Una richiesta mi colpì moltissimo: era di un seminarista che scriveva da un seminario italiano, del quale per ovvi motivi non faccio il nome, anche se sono passati molti anni e il mio interlocutore dovrebbe (spero) essere ormai un sacerdote. Mi chiese di spedire 30 copie (per lui e altrettanti colleghi), ma all'indirizzo di sua madre, perché sia il blog che quelle copie potevano esser letti solo di nascosto dai superiori...
3 commenti:
Sul tema, segnalo che la crisi modernista ha colpito duramente anche i grandi (una volta) seminari delle grandi diocesi cattoliche (una volta) di Padova e Vicenza: https://www.diocesipadova.it/da-settembre-2025-un-unico-seminario-per-quattro-diocesi/
I seminari dal 1965 in avanti nell'ipotesi migliore insegnano il nulla o, più spesso, il peggio! E questo molto prima di Bergoglio!!
Diciamo più esattamente che il Concilio Pastorale arrivò quando già molti speravano in una rivoluzione nella Chiesa. E che contestualmente al Concilio Pastorale ci fu la Rivoluzione Sessantottina, che arrivò puntuale anche nei seminari.
Fino a metà degli anni '70 gli aspiranti preti si sentivano rivoluzionari: marinavano le lezioni per fare sciopero in piazza assieme ai compagni comunisti, uscivano senza permesso per rientrare tardissimo, avevano totalmente dismesso veste e breviario, accettavano (o addirittura desideravano) novità liturgiche (e fu così che la "comunione sulle mani" ebbe successo già più di vent'anni prima che la CEI, nel 1989 in assenza del cardinal Siri, la ratificasse)...
Lo sfascio non prometteva nulla di buono, e perciò calò dall'alto la "dittatura del moderatismo". Anche nei seminari. In controtendenza quel tanto che basta e seguendo il giochetto di tesi-antitesi-sintesi: tesi cattolica, antitesi rivoluzionaria esagerata, sintesi che smussa gli spigoli peggiori e dà una parvenza di equilibrio. La dittatura del moderatismo, cioè il trovare un compromesso fra la verità e l'errore, fra la cattolicità e la rivoluzione, fra la talare e i pantaloncini corti, fra la Messa tridentina e la celebrazione con pizze e cocacola, fra l'organo e la Messa-beat, fra i preti con l'aspersorio e i preti col mitra, fra il Catechismo di san Pio X e il libretto di Mao, fra il donarsi a Cristo e il donarsi al Dialogo... E così oggi vediamo consolidato ogni compromesso fra la verità e l'errore.

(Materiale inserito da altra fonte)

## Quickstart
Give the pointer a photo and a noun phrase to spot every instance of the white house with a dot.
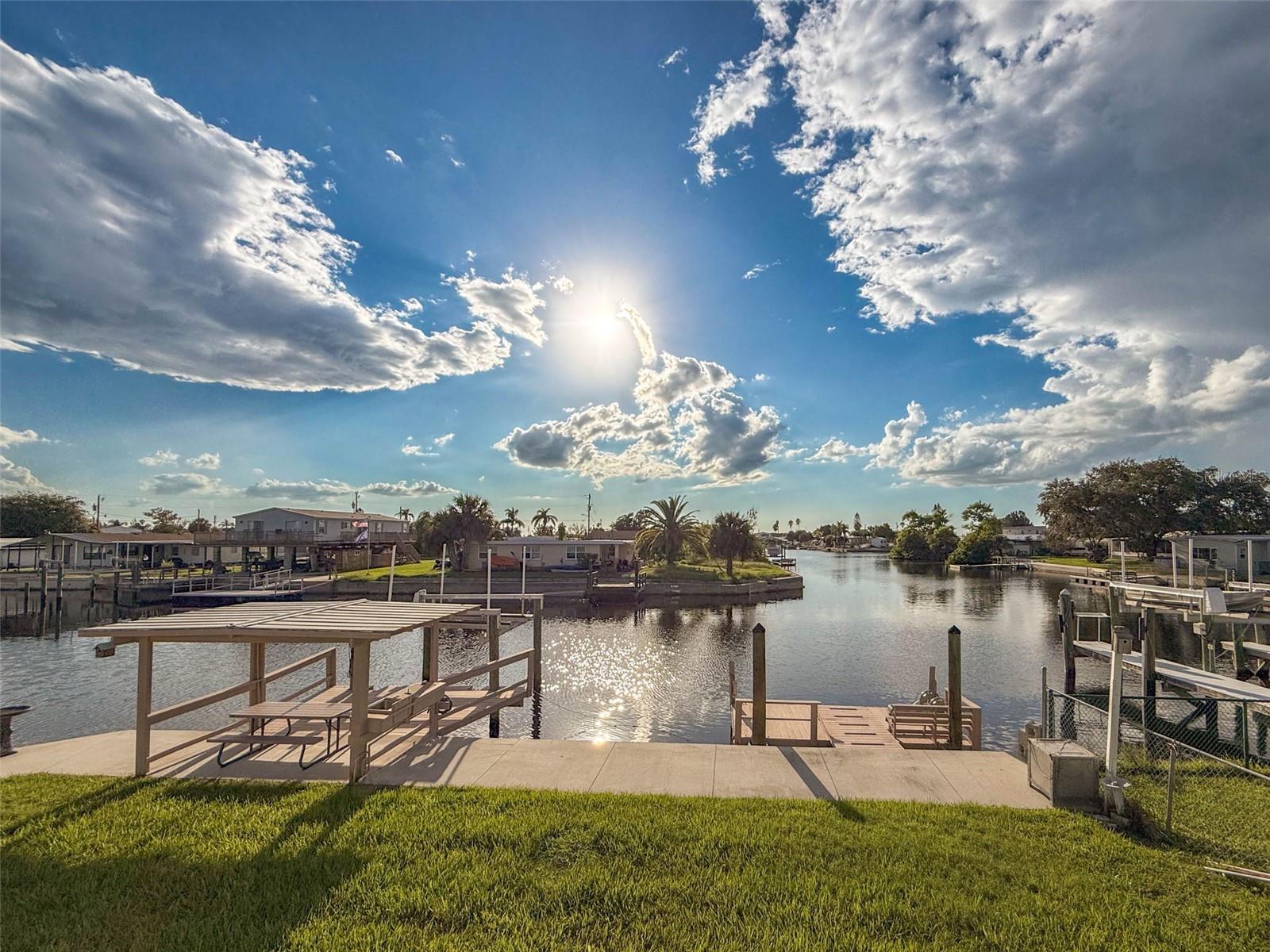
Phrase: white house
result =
(1024, 539)
(548, 551)
(279, 526)
(120, 549)
(1222, 551)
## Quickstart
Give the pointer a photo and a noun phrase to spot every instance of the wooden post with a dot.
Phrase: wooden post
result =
(759, 702)
(1067, 628)
(256, 672)
(954, 689)
(145, 679)
(360, 676)
(537, 645)
(492, 628)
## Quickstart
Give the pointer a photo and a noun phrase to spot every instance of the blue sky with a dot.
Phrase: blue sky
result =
(537, 143)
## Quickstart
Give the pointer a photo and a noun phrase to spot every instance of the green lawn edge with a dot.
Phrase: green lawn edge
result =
(222, 865)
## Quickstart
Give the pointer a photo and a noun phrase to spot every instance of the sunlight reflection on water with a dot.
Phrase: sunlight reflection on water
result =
(865, 632)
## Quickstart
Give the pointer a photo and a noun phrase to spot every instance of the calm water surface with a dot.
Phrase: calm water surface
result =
(864, 632)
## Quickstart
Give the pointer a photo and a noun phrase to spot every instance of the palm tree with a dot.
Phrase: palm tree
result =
(512, 520)
(670, 528)
(474, 524)
(544, 522)
(732, 536)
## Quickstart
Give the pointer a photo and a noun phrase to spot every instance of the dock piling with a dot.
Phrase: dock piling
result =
(492, 628)
(956, 689)
(759, 712)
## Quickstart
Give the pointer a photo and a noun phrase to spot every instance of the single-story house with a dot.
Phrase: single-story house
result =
(281, 524)
(549, 552)
(1024, 539)
(18, 552)
(1227, 552)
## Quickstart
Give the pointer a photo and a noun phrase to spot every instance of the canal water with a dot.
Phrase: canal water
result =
(865, 632)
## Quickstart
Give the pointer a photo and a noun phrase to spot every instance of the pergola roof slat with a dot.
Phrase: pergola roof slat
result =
(324, 621)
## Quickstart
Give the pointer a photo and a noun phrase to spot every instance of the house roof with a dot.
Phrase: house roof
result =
(324, 513)
(110, 539)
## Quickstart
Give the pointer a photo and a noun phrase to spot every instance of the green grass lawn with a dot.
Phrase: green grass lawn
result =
(94, 863)
(711, 570)
(410, 570)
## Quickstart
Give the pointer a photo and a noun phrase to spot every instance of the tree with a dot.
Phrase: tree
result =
(732, 536)
(983, 537)
(671, 528)
(1124, 499)
(473, 520)
(27, 514)
(164, 520)
(924, 536)
(512, 520)
(626, 522)
(544, 522)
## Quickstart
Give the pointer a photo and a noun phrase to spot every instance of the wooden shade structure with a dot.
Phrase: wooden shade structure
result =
(359, 624)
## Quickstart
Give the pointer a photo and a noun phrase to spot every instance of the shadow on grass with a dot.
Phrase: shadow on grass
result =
(159, 895)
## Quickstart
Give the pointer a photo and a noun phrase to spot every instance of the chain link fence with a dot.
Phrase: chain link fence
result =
(1198, 768)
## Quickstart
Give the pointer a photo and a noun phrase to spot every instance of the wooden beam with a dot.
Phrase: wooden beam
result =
(759, 719)
(360, 677)
(956, 689)
(145, 681)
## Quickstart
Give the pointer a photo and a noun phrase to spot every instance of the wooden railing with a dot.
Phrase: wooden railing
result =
(167, 714)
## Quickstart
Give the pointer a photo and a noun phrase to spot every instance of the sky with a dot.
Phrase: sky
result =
(810, 259)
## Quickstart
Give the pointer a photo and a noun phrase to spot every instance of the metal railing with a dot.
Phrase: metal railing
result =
(1198, 777)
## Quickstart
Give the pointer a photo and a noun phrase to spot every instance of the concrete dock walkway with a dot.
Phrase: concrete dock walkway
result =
(598, 767)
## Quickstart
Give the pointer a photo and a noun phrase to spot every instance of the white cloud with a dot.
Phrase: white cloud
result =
(772, 14)
(135, 232)
(18, 479)
(510, 305)
(689, 424)
(676, 57)
(160, 457)
(10, 437)
(205, 461)
(298, 489)
(759, 270)
(1087, 168)
(179, 484)
(422, 488)
(734, 101)
(412, 448)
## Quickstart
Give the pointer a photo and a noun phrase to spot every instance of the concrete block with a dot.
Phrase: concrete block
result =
(1064, 772)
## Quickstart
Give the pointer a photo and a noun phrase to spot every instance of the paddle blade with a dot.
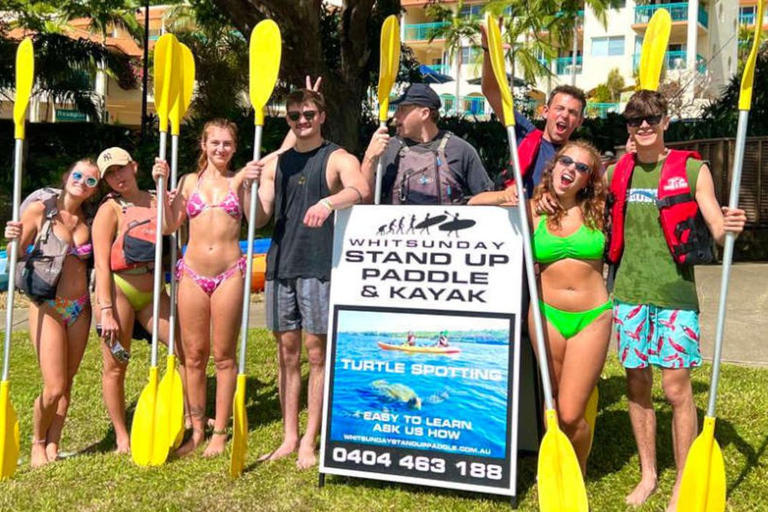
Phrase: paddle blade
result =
(187, 86)
(167, 79)
(590, 414)
(389, 63)
(149, 440)
(25, 76)
(654, 48)
(703, 486)
(9, 433)
(264, 65)
(561, 486)
(239, 430)
(745, 95)
(496, 54)
(171, 395)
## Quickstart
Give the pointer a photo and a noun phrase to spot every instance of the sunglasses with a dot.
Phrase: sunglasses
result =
(308, 115)
(90, 181)
(568, 161)
(636, 122)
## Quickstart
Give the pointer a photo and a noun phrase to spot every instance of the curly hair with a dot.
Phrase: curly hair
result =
(202, 160)
(591, 198)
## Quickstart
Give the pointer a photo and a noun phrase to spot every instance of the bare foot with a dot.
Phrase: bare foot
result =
(641, 493)
(38, 457)
(216, 444)
(191, 444)
(284, 450)
(52, 451)
(307, 457)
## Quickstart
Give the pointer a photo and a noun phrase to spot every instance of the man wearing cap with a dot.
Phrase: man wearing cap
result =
(423, 164)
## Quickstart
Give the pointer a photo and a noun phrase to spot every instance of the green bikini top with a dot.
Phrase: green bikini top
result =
(584, 244)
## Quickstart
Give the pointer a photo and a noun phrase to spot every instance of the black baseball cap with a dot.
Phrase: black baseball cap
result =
(419, 94)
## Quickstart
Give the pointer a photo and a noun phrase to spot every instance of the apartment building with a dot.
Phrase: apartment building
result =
(701, 55)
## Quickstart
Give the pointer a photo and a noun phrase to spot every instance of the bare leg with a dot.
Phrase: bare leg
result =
(194, 309)
(643, 418)
(113, 376)
(584, 360)
(677, 388)
(289, 387)
(49, 338)
(226, 325)
(315, 344)
(77, 337)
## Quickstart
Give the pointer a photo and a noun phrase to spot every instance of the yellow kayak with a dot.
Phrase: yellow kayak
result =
(420, 350)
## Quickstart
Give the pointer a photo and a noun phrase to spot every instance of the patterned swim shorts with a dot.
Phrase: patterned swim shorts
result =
(649, 335)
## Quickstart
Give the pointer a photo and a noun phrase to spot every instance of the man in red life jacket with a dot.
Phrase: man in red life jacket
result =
(662, 207)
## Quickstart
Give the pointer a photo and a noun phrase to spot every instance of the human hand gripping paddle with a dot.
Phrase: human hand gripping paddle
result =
(264, 66)
(561, 486)
(389, 63)
(703, 488)
(149, 432)
(170, 390)
(9, 422)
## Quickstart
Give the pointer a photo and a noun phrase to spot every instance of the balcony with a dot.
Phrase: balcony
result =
(564, 64)
(676, 61)
(602, 109)
(678, 11)
(422, 31)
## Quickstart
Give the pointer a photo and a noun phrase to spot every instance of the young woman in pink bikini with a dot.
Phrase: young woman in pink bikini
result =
(210, 275)
(59, 327)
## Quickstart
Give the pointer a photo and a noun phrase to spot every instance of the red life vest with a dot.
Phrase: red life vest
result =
(527, 152)
(687, 235)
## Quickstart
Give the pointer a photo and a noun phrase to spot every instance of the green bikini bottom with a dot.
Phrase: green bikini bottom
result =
(571, 323)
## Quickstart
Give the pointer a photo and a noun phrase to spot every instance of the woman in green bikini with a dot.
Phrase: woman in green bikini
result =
(124, 253)
(568, 248)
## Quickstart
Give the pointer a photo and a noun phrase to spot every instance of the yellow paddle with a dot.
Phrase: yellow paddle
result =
(149, 433)
(654, 47)
(9, 422)
(389, 63)
(703, 486)
(170, 389)
(264, 59)
(561, 486)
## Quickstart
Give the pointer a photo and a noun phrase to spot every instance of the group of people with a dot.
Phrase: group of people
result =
(649, 217)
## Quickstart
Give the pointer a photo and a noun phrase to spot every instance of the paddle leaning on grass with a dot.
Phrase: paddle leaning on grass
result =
(58, 325)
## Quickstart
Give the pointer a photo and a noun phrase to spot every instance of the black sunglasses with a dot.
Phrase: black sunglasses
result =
(636, 122)
(308, 115)
(568, 161)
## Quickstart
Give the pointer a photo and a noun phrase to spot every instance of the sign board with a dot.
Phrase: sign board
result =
(422, 375)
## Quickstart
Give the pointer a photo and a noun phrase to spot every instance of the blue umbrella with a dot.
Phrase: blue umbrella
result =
(430, 76)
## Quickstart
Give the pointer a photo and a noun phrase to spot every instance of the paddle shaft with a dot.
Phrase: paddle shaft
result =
(249, 254)
(730, 239)
(379, 170)
(174, 247)
(18, 150)
(158, 281)
(529, 271)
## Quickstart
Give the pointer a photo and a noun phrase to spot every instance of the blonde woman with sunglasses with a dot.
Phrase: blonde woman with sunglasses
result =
(58, 326)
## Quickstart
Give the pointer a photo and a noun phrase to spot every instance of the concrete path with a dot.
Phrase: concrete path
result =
(746, 327)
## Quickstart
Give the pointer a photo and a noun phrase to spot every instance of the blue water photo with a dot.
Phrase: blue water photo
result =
(451, 398)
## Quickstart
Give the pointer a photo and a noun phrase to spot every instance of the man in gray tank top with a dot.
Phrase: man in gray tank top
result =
(423, 164)
(302, 187)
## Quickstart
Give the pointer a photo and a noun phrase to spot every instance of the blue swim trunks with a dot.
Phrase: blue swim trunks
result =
(649, 335)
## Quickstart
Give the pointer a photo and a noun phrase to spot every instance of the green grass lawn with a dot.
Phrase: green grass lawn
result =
(98, 480)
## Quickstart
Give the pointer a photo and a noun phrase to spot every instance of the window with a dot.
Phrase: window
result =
(607, 46)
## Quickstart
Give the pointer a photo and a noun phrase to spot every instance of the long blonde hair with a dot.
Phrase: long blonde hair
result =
(591, 198)
(202, 160)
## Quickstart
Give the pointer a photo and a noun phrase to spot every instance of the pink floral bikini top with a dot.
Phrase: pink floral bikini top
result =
(230, 204)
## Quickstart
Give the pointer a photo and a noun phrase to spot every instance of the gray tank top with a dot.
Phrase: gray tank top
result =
(296, 250)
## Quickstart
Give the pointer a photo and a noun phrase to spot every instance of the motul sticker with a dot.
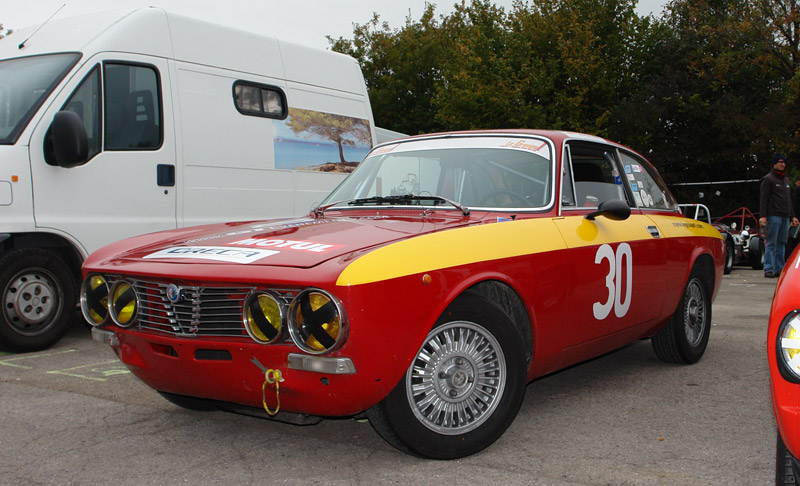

È inutile che la Chiesa postconciliare si interroghi sul drammatico crollo delle vocazioni: se le liturgie sono imbarazzanti ("cringe"), se i preti "cantano e ballano" per intrattenere i 'gggiovani, i più si vergogneranno di partecipare come chierichetti o anche solo seguire le iniziative. E quelli che davvero serviranno Messa, vedranno non uno che lavora nella vigna del Signore, ma un addetto a certi cerimoniali parolai in cui lui stesso non sembra credere, vedranno non un uomo virile che per quel Santissimo Sacramento ha scommesso tutta la vita ma un intrattenitore, un mestierante del sacro, una sorta di impiegato statale che non vede l'ora di andarsene in ferie.
Per questo i numeri delle vocazioni dalle parrocchie sono così miseri. Per questo stesso motivo una percentuale non trascurabile proviene dai movimenti ecclesiali (anch'essi in crisi), almeno in quelli il cringe è mentalmente giustificato dall'etichettina "siamo più speciali degli altri". Non c'è bisogno di studiare marketing per capire che dopo sessant'anni di banalizzazione progressiva della figura del sacerdote, è del tutto naturale che chi ha un germe di vocazione nel cuore guardi altrove. Ma il vaticansecondismo è autolesionista per definizione, non guarderà alla Tradizione neppure se glielo consiglia l'ateo esperto di marketing, desiderando letteralmente estinguersi.